Jellyfish stings can be extremely painful, but the resulting ischemia and necrosis of the extremities can be disfiguring and lead to permanent disability. Knowing the proper technique to handle these presentations is problematic. This analysis was conducted to determine the best way to treat ischemia in the limbs following exposure to jellyfish venom. To better understand what is known and what is not known about the therapy and prognosis of these unusual presentations, researchers conducted a systematic review of instances of extremities ischemia and necrosis following envenomation by marine cnidarians.

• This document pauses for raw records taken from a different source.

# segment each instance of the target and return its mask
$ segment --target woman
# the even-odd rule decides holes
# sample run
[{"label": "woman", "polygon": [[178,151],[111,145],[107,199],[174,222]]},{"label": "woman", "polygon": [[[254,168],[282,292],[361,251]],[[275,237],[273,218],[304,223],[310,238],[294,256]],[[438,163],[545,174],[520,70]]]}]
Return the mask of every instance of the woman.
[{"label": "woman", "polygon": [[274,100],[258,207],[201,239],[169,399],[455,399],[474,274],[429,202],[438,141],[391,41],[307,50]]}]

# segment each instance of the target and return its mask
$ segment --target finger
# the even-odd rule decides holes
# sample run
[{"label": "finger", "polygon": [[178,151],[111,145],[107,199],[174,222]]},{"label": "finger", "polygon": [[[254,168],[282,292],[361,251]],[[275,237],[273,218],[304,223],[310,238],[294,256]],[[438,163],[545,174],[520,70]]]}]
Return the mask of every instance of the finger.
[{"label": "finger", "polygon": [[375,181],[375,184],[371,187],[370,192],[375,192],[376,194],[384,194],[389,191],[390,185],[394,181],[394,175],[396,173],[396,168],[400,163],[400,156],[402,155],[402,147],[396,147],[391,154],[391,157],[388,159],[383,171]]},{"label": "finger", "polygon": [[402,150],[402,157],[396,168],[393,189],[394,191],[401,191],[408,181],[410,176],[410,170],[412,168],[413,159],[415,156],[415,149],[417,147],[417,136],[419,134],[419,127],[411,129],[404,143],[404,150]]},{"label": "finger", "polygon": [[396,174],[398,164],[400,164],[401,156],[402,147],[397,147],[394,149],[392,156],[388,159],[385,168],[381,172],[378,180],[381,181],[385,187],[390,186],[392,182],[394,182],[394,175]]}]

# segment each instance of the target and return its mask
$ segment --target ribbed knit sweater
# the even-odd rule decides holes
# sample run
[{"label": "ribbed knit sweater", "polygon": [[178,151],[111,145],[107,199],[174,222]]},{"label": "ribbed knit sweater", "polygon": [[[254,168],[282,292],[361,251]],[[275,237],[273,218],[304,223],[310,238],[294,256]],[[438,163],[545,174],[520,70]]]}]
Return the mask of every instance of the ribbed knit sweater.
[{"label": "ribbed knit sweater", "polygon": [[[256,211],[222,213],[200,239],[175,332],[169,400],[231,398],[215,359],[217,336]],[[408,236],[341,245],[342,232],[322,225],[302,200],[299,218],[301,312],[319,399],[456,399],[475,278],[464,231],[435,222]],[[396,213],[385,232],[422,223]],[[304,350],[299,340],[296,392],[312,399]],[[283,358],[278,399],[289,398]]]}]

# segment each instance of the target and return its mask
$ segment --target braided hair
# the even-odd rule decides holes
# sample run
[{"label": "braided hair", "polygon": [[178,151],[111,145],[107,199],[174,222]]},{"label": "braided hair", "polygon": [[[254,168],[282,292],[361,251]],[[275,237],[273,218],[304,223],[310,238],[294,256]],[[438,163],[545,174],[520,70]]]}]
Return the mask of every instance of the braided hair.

The development of envenomation’s ischemic complications usually takes place over the course of many days. Maintaining a constant eye on the patient allows the medical staff to respond quickly to any changes in the clinical situation. In the literature, 15 distinct pharmacologic classes have been employed to control these presentations. Only IV infusions of prostaglandin derivatives and intra-arterial thrombolytics have been shown to ameliorate the clinical picture and avoid the necessity for surgical fasciotomy and debridement in some cases. Anticoagulants, antiplatelet drugs, steroids, antibiotics, and nitrates, among the most routinely prescribed pharmacologic treatments, have not been reported to affect the clinical picture.

Extremity envenomation by marine cnidarians often leads to necrosis and compartment syndrome, both of which require surgery to treat. However, ischemic development can be halted, and surgical intervention can be avoided only with the timely administration of intravenous prostaglandins or intra-arterial thrombolytics.